Just give it a little thought—an RV is basically a regular home, created to drive down the highway at 70 miles per hour.
Although manufacturers build some amazing motorhomes, things are still likely to shake loose.
As mentioned a few times above, a motorhome is probably going to break down or malfunction within the first years. If you’re willing to buy an older model, you could avoid the expense of replacing faulty parts.
Never go for a used model that hasn’t been used much and here’s why—lot rot. Lot rot refers to all the parts of the motorhome that get damaged when it’s not in use.
For example, the owner spends the summer camping, then they forget to empty the tanks completely. That can create an unpleasant situation.
The most common result of lot rot is rust. Rust is a pain to get rid of, and it will decrease the value—by a lot. If the rust has infected the undercarriage, it won’t be long until it eats through pipes.
It could turn a perfect-looking vehicle into something that’s looking old and broken.
Here are some great tips on purchasing a used RV:
How Mileage Affects Depreciation
If you’re a car enthusiast, I am sure you know how important the mileage is. However, it’s an entirely different story when it comes to RVs.

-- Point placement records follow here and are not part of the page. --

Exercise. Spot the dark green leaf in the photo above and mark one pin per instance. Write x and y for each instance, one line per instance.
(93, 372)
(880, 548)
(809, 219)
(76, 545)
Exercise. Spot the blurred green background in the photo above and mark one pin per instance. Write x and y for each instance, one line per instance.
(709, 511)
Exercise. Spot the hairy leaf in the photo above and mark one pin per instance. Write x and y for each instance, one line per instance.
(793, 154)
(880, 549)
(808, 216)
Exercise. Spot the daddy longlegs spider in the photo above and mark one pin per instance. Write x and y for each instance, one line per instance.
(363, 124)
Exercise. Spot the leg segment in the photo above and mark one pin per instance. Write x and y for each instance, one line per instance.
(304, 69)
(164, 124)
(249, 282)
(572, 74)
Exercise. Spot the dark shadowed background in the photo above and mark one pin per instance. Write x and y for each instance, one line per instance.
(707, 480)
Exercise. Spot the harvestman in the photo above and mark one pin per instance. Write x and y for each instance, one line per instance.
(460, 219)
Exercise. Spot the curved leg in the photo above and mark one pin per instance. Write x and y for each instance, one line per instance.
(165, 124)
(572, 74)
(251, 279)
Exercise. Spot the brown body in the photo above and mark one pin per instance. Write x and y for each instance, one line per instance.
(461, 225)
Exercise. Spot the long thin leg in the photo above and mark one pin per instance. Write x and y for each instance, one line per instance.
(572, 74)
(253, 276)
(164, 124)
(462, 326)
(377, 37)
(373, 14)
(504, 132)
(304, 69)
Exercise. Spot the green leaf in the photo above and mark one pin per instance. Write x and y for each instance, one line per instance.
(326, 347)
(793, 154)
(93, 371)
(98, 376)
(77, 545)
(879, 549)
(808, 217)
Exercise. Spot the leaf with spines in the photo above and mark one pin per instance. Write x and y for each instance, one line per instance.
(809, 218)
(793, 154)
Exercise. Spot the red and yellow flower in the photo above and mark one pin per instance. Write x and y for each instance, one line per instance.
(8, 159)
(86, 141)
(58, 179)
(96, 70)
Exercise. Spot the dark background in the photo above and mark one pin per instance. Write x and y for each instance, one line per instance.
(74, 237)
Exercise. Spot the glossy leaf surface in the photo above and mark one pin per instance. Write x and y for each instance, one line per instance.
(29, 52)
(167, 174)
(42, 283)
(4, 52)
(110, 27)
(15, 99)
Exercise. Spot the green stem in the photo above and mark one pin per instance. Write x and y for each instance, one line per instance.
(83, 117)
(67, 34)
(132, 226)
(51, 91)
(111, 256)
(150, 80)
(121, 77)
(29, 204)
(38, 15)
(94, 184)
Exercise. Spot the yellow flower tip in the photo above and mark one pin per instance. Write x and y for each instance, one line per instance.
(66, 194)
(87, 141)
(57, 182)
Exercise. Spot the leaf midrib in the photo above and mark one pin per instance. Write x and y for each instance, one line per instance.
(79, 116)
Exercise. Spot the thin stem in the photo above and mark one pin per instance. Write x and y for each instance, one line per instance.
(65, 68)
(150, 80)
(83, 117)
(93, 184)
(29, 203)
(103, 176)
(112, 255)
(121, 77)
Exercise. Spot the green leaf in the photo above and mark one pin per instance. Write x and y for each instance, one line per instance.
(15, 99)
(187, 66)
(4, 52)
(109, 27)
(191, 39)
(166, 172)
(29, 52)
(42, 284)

You see, the RV’s engine is built to last, so it’s actually more likely to fail in other aspects. In fact, these engines should be able to last far beyond 200,000 miles.
The engines have to be tough enough to carry the heavy load of the motorhome. Therefore, the mileage only plays a minor role in the depreciation of an RV.
Driving It Home
Unfortunately, depreciation is something you just can’t avoid.
While buying a new RV might not be the smartest investment, it’s still worthwhile for so many people.
When buying an RV or camper, make sure you’re ready to negotiate.
Whether it’s new or used, you want to get the best price.
Unfortunately, we often see people paying up to $5,000 more than the vehicle’s worth. Don’t be afraid to haggle with the seller.
By now you will have a better understanding of RV depreciation.
Did you negotiate a good deal after reading this information?